OPEC+ is expected to meet this weekend with the likely outcome of approving a production increase in December. The oil market is trending lower this week as traders assess the effects of US sanctions on Russian oil shipments.
Market behavior indicates skepticism about a significant reduction in Russian oil supply. A recent meeting between President Trump and President Xi reinforced this view, as Russian oil exports to China were not discussed during their talks. This matters because China imports about 2 million barrels per day of Russian oil, making it the primary buyer who could offset any decrease in Russian crude imports by India.
On Sunday, OPEC+ seems poised to approve a supply increase of 137,000 barrels per day for December. The ongoing uncertainty over sanctions on Russia supports this decision. However, this increase may deepen the bearish sentiment in the market, contributing to a large surplus expected through 2026 — assuming no unexpected disruptions in Russian supply occur.

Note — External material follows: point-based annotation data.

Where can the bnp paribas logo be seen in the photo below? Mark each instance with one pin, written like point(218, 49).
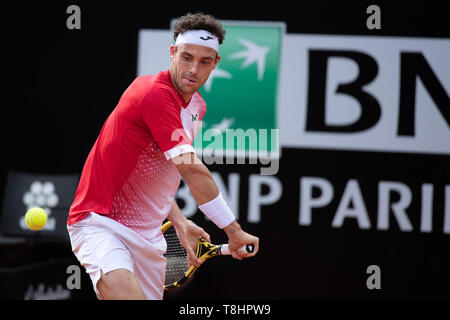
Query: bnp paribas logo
point(242, 95)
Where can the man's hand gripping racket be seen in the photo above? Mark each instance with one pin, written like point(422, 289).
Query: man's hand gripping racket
point(178, 269)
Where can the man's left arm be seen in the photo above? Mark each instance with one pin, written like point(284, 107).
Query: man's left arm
point(188, 233)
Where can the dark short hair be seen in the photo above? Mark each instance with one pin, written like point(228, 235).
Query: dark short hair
point(197, 21)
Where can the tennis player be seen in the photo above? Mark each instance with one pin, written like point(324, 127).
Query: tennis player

Middle distillate cracks remain strong, underpinned by continued uncertainty about how sanctions will affect Russian diesel exports. The ICE gasoil crack is stable around $30 per barrel, having rallied sharply since mid-October.
"Clearly, the price action suggests that the market is not convinced that we will lose a significant amount of Russian oil supply."
"Russian oil flows to China apparently not part of broader talks between the two leaders."
"Middle distillate cracks remain well supported, with lingering uncertainty over the impact of sanctions on Russian diesel exports."
Author's summary: OPEC+ is expected to raise output in December amid unclear impacts from US sanctions on Russian oil, sustaining bearish pressure on an already saturated oil market through 2026.